Time on Hillary’s Side? Or Obama’s?

Two reports highlighted at memeorandum give opposite views on what impact the six week lull between the Mississippi and Pennsylvania primaries will have on the Democratic race.

Obama and Clinton - Six Weeks on the Road ABC’s Rich Klein argues that it will benefit Hillary Clinton in a piece headlined “Time on Her Side: Obama Maintains Lead, but Clinton Might Have the Edge.”

“When a team comes from far behind to tie it, that team usually comes back and does well,” said Chris Lehane, a Democratic strategist with close ties to the Clinton campaign. “This period is going to cause people to really think through who is best able to match up with John McCain.”

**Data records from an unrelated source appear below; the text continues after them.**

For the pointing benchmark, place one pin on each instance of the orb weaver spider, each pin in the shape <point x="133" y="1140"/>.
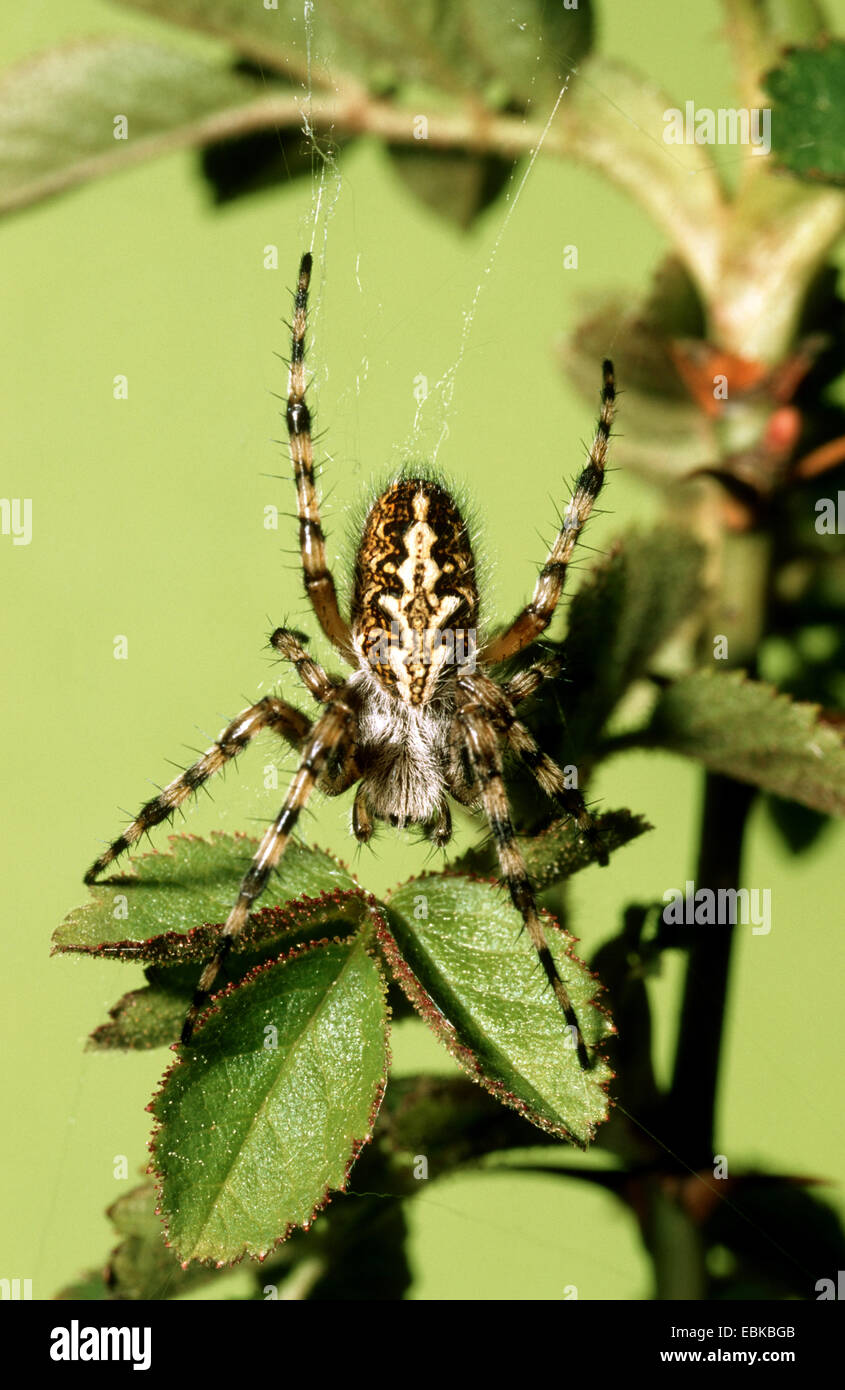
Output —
<point x="420" y="717"/>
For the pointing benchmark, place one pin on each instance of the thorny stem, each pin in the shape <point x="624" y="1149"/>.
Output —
<point x="692" y="1097"/>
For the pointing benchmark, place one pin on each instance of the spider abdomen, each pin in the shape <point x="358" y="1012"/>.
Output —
<point x="414" y="601"/>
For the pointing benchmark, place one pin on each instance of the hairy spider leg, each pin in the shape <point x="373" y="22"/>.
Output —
<point x="332" y="734"/>
<point x="485" y="763"/>
<point x="268" y="713"/>
<point x="318" y="581"/>
<point x="312" y="674"/>
<point x="544" y="767"/>
<point x="535" y="616"/>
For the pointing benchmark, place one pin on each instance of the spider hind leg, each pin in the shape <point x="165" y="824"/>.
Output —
<point x="485" y="762"/>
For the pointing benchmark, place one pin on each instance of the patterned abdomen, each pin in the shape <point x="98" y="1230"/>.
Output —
<point x="414" y="603"/>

Obama has drawn considerable momentum in the race by winning caucuses and primaries.

His victory in Saturday’s Wyoming caucus, coupled with another win in Mississippi, mean he’s on track to reclaim most or all of the delegates he lost with Clinton’s resounding victories in the far larger states of Ohio and Texas last week. [Editor’s note: Obama won Texas, if the delegate count is what matters.]

But Clinton’s campaign has proved more adept at seizing control of the race when no one is voting [emphasis added].

Just in the past few weeks, Clinton has kept pressure on Obama with a stinging TV ad suggesting he’s unprepared to serve as commander in chief; left him on the defensive over NAFTA and controversial comments made by a high-level foreign-policy adviser; and made headlines by suggesting publicly that Obama could be considering as her running mate.

The lull in the voting action is likely to include several debates in Pennsylvania, a format in which Clinton has typically excelled.

It will also allow the Clinton campaign to work to find a way for Florida and Michigan to have their votes count; both states favor Clinton demographically, and a solution that allows those state delegations to be seated at the convention is likely to cut into Obama’s delegate lead.

In “”Hillary’s Race against Time,” though, Camile Paglia argues that the more we see Obama, the more we’ll like him and vice-versa for Clinton.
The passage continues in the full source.